ACT test scores dip for D51 students
Following five consecutive years of ACT score improvement in School District 51, the average composite ACT score in the district fell by a tenth of a point year-over-year in 2013.
All Colorado students take the ACT test in April of their junior year in high school. The average ACT composite score for the 1,461 District 51 juniors who took the test this spring was 19.4, down from 19.5 for the juniors of spring 2012, according to the Colorado Department of Education. The district improved its average score in 2013 compared to 2012 in just one ACT test section: reading.
District 51 tied with four other school districts for the 59th-highest average ACT score in 2013 out of 135 Colorado school districts, placing it in the 57th percentile. Only school districts where 16 or more students took the test reported results through the state.
The state average improved from a composite score of 20 last year to a composite score of 20.1 in 2013. State averages for ACT English, math and science tests remained stagnant year-over-year, while reading improved from 19.8 to 20.4.
The break in momentum for local ACT scores was a disappointment for District 51 Chief Academic Officer Bill Larsen.
“We were hoping to go up a tenth of a point but we went down a tenth of a point,” he said.
Larsen said local high school principals told him more students are participating in Advanced Placement and International Baccalaureate classes. Those students are doing better on the test, he said principals told him, but results are mixed for others, including the 48 percent of District 51 juniors who don’t plan to attend college.

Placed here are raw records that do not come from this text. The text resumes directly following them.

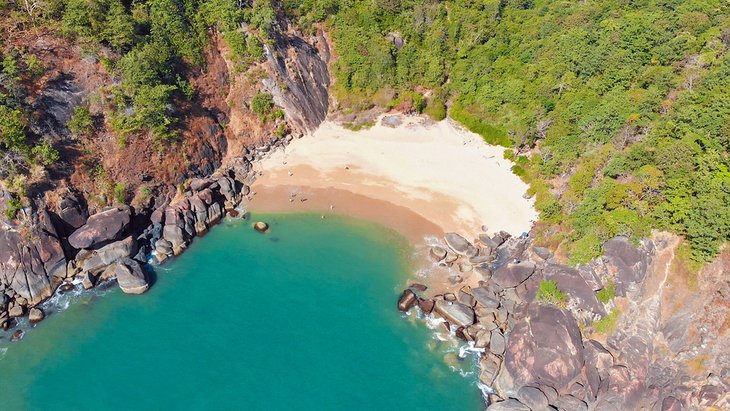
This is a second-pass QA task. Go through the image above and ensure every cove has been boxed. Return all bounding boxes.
[0,214,483,410]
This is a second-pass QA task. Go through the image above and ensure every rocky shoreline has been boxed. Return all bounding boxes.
[0,135,294,341]
[397,228,730,411]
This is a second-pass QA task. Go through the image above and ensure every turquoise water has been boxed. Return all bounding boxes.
[0,214,483,410]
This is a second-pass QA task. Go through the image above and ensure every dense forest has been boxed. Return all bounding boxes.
[0,0,730,263]
[286,0,730,263]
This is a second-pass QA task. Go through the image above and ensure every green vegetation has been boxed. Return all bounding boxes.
[66,106,94,137]
[251,93,284,122]
[292,0,730,264]
[596,281,616,304]
[535,280,568,307]
[592,308,620,335]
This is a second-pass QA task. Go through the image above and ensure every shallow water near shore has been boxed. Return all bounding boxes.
[0,214,483,410]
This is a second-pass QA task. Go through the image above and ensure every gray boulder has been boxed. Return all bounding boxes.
[492,261,535,288]
[114,258,150,294]
[500,304,584,391]
[487,398,530,411]
[433,300,474,327]
[0,210,67,305]
[68,206,131,249]
[517,386,548,410]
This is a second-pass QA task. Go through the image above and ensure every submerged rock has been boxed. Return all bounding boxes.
[115,258,150,294]
[28,307,46,323]
[398,289,418,312]
[434,300,474,327]
[68,207,131,249]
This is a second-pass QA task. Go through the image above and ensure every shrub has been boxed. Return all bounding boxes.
[114,183,127,204]
[535,280,568,307]
[596,280,616,304]
[251,93,274,121]
[593,308,619,334]
[66,106,94,137]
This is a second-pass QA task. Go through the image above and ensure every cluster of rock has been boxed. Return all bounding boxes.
[398,233,730,411]
[0,158,258,335]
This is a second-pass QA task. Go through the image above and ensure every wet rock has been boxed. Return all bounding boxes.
[661,396,683,411]
[115,258,150,294]
[471,287,499,308]
[479,353,502,387]
[517,386,548,410]
[81,271,97,290]
[444,233,478,257]
[500,304,584,391]
[532,247,553,261]
[459,289,476,307]
[583,340,613,398]
[8,304,25,318]
[28,307,46,323]
[0,210,67,305]
[398,289,418,312]
[434,300,474,327]
[10,330,25,342]
[68,207,131,249]
[553,395,588,411]
[428,247,446,262]
[492,261,535,288]
[487,398,530,411]
[418,300,434,314]
[479,234,499,249]
[489,330,505,355]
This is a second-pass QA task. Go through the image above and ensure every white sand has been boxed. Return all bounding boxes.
[253,117,537,238]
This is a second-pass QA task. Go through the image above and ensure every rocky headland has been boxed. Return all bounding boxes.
[397,232,730,411]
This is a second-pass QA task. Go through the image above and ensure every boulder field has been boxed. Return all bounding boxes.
[0,154,264,330]
[397,233,730,411]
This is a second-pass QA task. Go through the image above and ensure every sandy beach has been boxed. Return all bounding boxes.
[251,117,537,245]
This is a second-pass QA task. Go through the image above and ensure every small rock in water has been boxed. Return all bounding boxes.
[10,330,25,342]
[253,221,269,233]
[28,307,46,323]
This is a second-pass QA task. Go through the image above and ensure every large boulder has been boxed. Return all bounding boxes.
[81,236,137,273]
[433,300,474,327]
[603,236,651,296]
[0,211,66,305]
[114,258,150,294]
[492,261,535,288]
[398,289,418,312]
[499,303,584,391]
[68,206,131,249]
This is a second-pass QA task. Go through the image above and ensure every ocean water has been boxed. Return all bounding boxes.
[0,214,483,410]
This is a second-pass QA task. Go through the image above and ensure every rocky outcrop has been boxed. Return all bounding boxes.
[263,25,330,133]
[68,207,131,249]
[0,211,66,306]
[404,233,730,411]
[499,304,584,394]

“Right now, it’s not a high-stakes test for about half of our students. That’s tough,” Larsen said.
ACT scores will hold more weight with the implementation next fall of a new state high school diploma endorsement program. The endorsement criteria, recently adopted by the Colorado State Board of Education and Colorado Commission on Higher Education, shows a student is ready for post-high school work or education through a portfolio of completed courses and minimum test scores.
State Board member Marcia Neal of Grand Junction supports the endorsed diploma, which essentially guarantees a student can enroll in the Colorado public university or college of his or her choice after high school graduation. Neal predicts the endorsement will get more students to take standardized tests and the ACT seriously.

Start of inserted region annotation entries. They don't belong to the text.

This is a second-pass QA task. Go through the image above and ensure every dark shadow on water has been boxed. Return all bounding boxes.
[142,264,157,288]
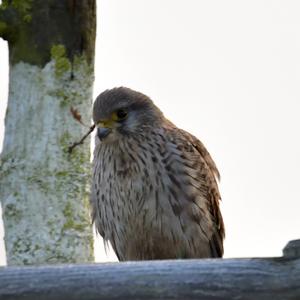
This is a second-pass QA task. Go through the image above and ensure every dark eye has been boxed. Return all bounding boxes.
[116,109,127,120]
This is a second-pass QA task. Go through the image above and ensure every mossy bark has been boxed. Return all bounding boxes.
[0,0,96,265]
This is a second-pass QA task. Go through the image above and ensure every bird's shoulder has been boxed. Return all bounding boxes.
[165,122,225,257]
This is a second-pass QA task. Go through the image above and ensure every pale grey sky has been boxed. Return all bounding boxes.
[0,0,300,263]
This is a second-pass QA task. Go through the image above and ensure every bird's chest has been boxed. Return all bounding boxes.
[95,144,157,233]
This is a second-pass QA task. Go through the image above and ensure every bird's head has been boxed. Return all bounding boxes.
[93,87,163,142]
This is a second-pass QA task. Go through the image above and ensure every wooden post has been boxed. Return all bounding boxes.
[0,240,300,300]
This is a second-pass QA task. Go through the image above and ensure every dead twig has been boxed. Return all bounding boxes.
[68,124,95,154]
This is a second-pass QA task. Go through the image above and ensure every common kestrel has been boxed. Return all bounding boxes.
[91,87,225,261]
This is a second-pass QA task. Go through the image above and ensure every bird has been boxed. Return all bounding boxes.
[91,87,225,261]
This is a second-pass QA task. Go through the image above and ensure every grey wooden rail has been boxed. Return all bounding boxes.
[0,240,300,300]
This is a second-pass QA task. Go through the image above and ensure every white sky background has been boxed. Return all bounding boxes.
[0,0,300,264]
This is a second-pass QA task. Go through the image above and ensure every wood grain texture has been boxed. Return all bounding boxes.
[0,258,300,300]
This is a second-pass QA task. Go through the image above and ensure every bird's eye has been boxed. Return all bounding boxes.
[116,109,127,121]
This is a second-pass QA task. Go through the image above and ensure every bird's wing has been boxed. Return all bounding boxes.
[176,129,225,257]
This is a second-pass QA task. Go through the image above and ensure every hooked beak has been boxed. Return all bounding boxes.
[97,127,111,141]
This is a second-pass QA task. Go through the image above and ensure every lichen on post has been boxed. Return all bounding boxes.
[0,0,96,265]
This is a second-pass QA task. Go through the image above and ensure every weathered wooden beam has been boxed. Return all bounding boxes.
[0,239,300,300]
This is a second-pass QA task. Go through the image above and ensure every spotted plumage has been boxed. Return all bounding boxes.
[91,87,224,260]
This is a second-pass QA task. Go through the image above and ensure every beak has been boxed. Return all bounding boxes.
[97,127,111,141]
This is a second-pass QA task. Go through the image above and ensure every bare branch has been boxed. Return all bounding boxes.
[68,124,95,154]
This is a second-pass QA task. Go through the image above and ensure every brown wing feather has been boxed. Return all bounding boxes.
[181,130,225,257]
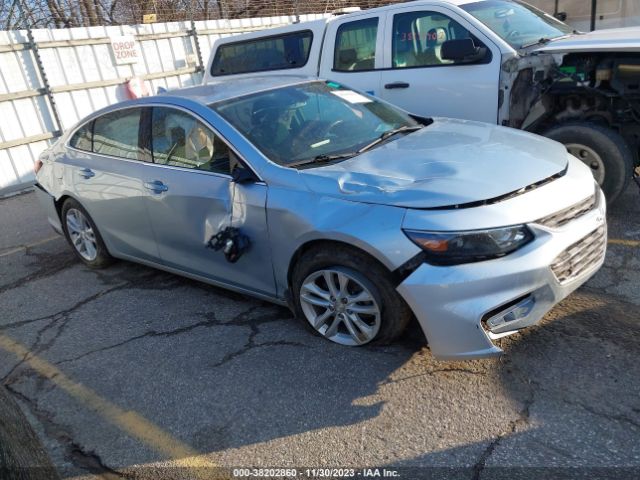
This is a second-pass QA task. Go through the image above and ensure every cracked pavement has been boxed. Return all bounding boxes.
[0,186,640,479]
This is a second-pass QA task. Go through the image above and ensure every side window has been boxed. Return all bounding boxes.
[392,12,481,68]
[211,30,313,76]
[69,122,93,152]
[333,17,378,72]
[93,108,143,160]
[151,107,231,175]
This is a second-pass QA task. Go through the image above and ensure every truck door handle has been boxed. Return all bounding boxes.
[144,180,169,193]
[78,168,96,179]
[384,82,409,90]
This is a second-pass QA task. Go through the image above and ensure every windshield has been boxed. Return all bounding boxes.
[461,0,573,49]
[211,81,418,166]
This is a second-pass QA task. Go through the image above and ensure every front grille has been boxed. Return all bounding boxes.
[551,225,607,284]
[536,193,597,228]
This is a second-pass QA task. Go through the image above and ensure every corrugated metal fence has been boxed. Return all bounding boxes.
[0,14,324,195]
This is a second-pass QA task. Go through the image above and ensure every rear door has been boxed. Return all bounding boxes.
[380,4,501,123]
[320,13,385,95]
[144,106,275,295]
[64,108,158,261]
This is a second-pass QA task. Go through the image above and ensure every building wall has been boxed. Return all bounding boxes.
[526,0,640,32]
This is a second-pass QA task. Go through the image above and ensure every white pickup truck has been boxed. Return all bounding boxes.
[204,0,640,202]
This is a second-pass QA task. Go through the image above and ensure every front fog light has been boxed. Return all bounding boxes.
[487,296,536,330]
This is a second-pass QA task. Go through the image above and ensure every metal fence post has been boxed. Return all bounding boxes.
[17,1,62,137]
[189,20,204,72]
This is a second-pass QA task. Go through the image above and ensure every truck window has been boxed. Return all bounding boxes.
[211,30,313,77]
[393,12,480,68]
[333,17,378,72]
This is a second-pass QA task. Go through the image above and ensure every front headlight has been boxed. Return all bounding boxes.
[404,225,533,265]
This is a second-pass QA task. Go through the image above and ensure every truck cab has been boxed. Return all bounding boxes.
[204,0,640,201]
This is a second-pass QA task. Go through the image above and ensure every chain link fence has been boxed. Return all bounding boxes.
[0,0,404,30]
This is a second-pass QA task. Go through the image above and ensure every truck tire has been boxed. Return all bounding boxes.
[542,123,633,204]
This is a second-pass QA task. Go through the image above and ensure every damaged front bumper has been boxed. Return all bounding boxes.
[398,192,606,360]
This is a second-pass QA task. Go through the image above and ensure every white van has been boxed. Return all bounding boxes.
[204,0,640,201]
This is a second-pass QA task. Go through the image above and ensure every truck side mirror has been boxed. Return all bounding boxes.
[440,38,487,63]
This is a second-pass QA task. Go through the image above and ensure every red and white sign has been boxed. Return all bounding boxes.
[111,35,142,65]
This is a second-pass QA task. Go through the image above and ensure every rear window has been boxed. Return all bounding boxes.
[211,30,313,76]
[333,17,378,72]
[93,108,143,160]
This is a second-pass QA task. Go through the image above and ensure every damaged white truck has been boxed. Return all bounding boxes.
[204,0,640,202]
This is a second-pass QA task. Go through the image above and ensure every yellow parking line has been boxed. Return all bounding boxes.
[0,235,61,258]
[0,335,216,468]
[609,238,640,247]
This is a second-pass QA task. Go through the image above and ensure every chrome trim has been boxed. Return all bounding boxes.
[534,191,598,228]
[551,225,607,285]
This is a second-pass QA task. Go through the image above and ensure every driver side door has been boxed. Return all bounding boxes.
[380,6,501,124]
[144,106,275,296]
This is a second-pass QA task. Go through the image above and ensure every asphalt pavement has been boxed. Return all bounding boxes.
[0,185,640,479]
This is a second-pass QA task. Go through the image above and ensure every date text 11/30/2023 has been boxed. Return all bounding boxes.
[233,468,400,478]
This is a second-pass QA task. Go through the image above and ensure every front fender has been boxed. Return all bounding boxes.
[267,188,420,297]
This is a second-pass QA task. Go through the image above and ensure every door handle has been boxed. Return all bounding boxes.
[144,180,169,193]
[384,82,409,90]
[78,168,96,179]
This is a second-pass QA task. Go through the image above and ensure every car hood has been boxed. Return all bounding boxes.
[300,119,568,208]
[534,27,640,53]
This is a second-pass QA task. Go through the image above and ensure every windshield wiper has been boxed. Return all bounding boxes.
[358,125,424,153]
[285,152,360,171]
[520,31,576,48]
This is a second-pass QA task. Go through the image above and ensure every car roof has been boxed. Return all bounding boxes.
[156,75,318,105]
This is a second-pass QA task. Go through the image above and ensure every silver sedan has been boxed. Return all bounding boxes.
[36,76,606,359]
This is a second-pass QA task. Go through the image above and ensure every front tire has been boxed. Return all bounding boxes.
[292,247,412,346]
[60,198,113,269]
[543,123,633,203]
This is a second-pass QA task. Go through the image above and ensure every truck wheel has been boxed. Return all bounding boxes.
[543,123,633,204]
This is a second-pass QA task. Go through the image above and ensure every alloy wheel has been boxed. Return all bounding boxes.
[300,267,381,345]
[66,208,98,262]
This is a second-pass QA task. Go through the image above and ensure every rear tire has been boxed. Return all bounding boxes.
[292,247,413,346]
[543,123,633,204]
[60,198,114,269]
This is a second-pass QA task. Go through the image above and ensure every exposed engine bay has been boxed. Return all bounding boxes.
[499,52,640,159]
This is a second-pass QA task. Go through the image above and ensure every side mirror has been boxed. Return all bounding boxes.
[440,38,487,63]
[554,12,567,22]
[231,165,257,185]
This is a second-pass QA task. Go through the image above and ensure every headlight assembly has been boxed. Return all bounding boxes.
[404,225,533,265]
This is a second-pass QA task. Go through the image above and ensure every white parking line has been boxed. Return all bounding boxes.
[0,235,62,258]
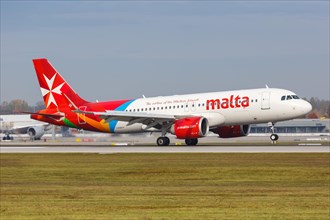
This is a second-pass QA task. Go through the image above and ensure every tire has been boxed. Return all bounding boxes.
[157,137,170,146]
[270,134,278,141]
[185,138,198,146]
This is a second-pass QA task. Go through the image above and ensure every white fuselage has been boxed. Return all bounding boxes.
[112,88,312,133]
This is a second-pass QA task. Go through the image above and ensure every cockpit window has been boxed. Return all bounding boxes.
[281,95,300,101]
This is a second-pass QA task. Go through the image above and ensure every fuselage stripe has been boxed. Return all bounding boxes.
[109,99,135,133]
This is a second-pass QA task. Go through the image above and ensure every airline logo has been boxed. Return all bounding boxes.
[206,95,250,110]
[40,73,65,108]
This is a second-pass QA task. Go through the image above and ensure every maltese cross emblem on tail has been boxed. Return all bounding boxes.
[40,73,65,108]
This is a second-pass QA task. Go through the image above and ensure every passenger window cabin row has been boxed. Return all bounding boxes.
[281,95,300,101]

“We need to ask more of students. We need to raise the bar and this allows them to do it,” she said.
Larsen said the district hopes to increase ACT scores by better utilizing an ACT preparation program it purchased in 2012-13. He added 35 percent of college readiness standards students are tested on with ACT are not covered by the end of 11th grade in Colorado content standards, but he didn’t see that as a reason for the district’s scores. “All kids in the state of Colorado are taking the same test we are so if they’re getting 20 or more, we wonder what’s happening,” Larsen said.
Among 135 Colorado school districts that were large enough to report ACT scores, Gilpin County Re-1 and Ridgway R-2 had the highest average composite scores in the state, at 24.6 and 24.5, respectively. Estes Park R-3 had the lowest average, 13.7.